Years have passed and time moves on as expected. I got married, as my parents prayed that I would, and now have a family of my own. From the time I held my first born son in my arms I started to realize what my parents were feeling. Even though my precious baby was just minutes into this world I couldn’t bear the thought of him growing up and leaving me. Silly, I know, to be having such thoughts when your child is all wrinkly and new, but now as a parent, those thoughts were real.
When my son Tony was seven we lived in a small, friendly neighborhood that we were very comfortable in. He wanted to show his three younger brothers how grown up he really was, mind you, he was all of seven years old.
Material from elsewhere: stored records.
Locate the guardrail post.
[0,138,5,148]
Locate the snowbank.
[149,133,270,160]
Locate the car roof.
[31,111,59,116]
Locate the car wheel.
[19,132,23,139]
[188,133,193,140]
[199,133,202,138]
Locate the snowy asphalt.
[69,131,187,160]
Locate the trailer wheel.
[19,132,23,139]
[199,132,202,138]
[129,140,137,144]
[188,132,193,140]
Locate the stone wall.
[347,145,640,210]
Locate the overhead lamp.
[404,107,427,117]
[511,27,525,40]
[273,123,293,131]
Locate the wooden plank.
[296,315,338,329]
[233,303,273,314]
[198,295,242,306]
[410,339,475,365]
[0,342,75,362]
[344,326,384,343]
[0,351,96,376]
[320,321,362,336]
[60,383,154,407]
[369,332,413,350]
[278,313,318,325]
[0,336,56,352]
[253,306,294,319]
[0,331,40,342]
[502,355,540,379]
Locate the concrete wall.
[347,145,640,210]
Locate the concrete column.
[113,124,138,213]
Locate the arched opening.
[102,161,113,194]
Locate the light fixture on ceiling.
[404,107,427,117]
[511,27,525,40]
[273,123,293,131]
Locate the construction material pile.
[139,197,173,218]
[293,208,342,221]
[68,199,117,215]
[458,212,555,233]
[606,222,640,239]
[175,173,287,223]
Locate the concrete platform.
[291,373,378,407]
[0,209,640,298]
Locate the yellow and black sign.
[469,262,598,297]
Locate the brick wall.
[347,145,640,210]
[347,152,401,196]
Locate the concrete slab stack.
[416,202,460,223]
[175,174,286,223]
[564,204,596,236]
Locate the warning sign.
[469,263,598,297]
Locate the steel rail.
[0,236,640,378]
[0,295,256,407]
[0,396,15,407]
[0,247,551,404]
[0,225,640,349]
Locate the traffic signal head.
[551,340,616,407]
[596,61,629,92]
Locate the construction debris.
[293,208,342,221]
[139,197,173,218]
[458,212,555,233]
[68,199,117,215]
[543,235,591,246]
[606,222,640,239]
He called us all outside to watch his dare devil event. He was going to ride his two-wheeler down the street and back. Not just in circles in front of our home, but down the street! How adorable. How innocent.
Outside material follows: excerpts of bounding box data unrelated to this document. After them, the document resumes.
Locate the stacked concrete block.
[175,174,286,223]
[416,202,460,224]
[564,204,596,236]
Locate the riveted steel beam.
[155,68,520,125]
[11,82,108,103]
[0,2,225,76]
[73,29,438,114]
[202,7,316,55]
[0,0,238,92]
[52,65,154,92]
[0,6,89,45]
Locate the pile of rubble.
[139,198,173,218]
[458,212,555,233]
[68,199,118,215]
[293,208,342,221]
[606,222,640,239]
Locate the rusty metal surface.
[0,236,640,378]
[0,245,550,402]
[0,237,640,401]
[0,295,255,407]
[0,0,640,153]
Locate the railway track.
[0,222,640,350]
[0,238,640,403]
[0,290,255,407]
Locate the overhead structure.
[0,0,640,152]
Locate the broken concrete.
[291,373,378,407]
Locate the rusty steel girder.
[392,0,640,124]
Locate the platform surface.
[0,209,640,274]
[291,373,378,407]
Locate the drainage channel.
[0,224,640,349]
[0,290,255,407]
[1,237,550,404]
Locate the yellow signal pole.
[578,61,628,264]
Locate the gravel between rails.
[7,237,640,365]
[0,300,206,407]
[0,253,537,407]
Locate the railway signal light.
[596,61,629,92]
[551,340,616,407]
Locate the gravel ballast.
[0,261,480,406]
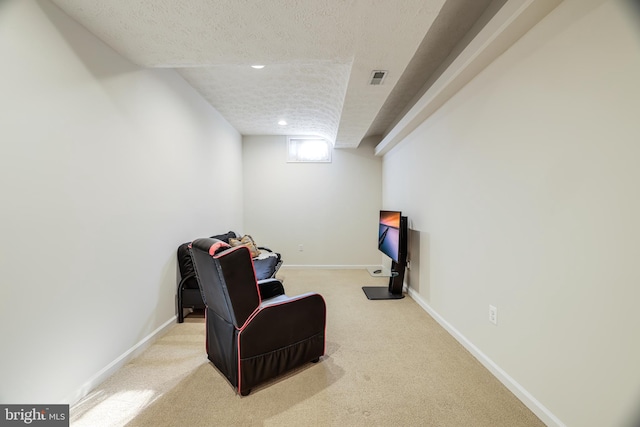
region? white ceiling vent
[369,70,387,86]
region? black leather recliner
[190,238,326,396]
[176,231,284,323]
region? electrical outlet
[489,305,498,325]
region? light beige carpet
[71,269,544,427]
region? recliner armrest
[258,279,284,301]
[239,293,326,358]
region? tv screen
[378,211,402,262]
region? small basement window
[287,136,332,163]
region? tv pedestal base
[362,286,404,300]
[362,262,405,300]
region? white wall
[383,0,640,427]
[243,136,382,267]
[0,0,242,403]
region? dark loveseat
[176,231,284,323]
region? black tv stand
[362,261,405,300]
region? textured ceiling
[53,0,504,147]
This same child, only three years later, wanted to drive his father’s pick-up truck. Seriously. We would find him out in the driveway in the driver’s seat ready to go. Minus the car keys obviously. How could this be happening to me? My baby is growing up. He wants to grow up. I realize
how time is passing so quickly and not only are my children growing up but that I am getting older. Could this be a good thing? I try not to think about it but as I see my children wanting to experiment with riding their bikes further away from their homes and jumping in to their father’s truck and getting behind the wheel pretending to be driving away, I can feel that I ‘m starting to hold on a bit tighter. I have become my parents.
Now my baby, Tony, is sixteen years old, a junior in high school, actually driving his father’s pick-up truck with the keys. He’s even been dating the same girl for over a year. I feel so old. Wasn’t I just sixteen, ready to conquer the world? Time’s flying.
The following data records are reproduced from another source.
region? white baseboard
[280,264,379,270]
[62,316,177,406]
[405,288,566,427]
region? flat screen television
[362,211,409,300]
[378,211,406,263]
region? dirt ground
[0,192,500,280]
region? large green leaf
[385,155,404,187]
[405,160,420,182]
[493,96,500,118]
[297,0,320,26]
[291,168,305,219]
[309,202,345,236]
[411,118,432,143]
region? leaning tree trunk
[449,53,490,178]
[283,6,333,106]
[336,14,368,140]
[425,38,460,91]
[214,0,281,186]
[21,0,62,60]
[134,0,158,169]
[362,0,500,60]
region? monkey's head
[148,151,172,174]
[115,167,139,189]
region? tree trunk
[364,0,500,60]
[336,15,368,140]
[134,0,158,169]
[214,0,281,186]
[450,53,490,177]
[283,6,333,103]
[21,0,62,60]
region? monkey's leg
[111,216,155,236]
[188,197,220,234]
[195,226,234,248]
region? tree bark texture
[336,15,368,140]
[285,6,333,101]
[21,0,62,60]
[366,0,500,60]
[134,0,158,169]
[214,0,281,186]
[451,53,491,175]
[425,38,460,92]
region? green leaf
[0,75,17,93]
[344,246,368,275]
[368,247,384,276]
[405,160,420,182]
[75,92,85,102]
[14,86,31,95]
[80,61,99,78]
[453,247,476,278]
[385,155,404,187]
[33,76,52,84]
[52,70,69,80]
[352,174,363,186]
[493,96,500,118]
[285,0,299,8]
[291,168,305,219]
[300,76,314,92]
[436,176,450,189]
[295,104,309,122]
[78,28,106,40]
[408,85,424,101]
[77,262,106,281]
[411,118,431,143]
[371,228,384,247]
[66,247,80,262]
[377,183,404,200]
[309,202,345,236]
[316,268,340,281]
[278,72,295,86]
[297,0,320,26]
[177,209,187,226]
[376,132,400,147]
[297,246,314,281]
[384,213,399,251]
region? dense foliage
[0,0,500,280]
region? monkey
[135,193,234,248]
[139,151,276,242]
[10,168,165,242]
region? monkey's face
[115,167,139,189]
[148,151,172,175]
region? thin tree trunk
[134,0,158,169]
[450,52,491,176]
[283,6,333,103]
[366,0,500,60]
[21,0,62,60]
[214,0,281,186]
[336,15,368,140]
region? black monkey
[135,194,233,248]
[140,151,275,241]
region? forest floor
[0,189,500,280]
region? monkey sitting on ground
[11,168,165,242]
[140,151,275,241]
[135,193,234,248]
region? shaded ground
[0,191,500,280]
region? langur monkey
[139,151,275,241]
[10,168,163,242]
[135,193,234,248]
My son Nick, who is fifteen, is taking Drivers Ed class at school. My God, not another child ready to drive away in his father’s truck!
My son Phillip who just turned twelve is starting to get phone calls from girls. Yikes! Not my innocent, sweet Phillip. He is still just a little boy. My little boy. I don’t want him to grow up. We had a conversation the other day and it went something like this.
I was at my desk working at my computer and he entered the room.
“Hey, Mom. Do you think I could go on your computer in a few minutes?” he asked while shuffling his feet and looking down.
“Sure. What’s up?” I asked.
“Well, Katie and Olivia are going to be on IM and we’re going to chat.” He replied blushing three shades of red.
My grip is getting tighter. With each day I can feel it. I know I should be a cool, hip and groovy Mom, but it’s just not that easy. What am I going to do after my children are all grown up and out of the home? I’m not saying that my husband is a bore or my life is dull, it’s just that I’m used to picking up legos and matchbox race cars. I’m used to making peanut butter and jelly sandwiches and cutting them in half, and I’m definitely in the habit of tucking my children into bed at night and telling them how much I love them.
My youngest son, Joseph, who just had a birthday a few weeks ago and is nine years old, came to me yesterday and matter-of-factly stated that he is going to be a professional basketball player in the NBA. I don’t doubt it as this child was born with a basketball in his hands. I couldn’t help but smile and give him a great big hug. He didn’t want to be hugged.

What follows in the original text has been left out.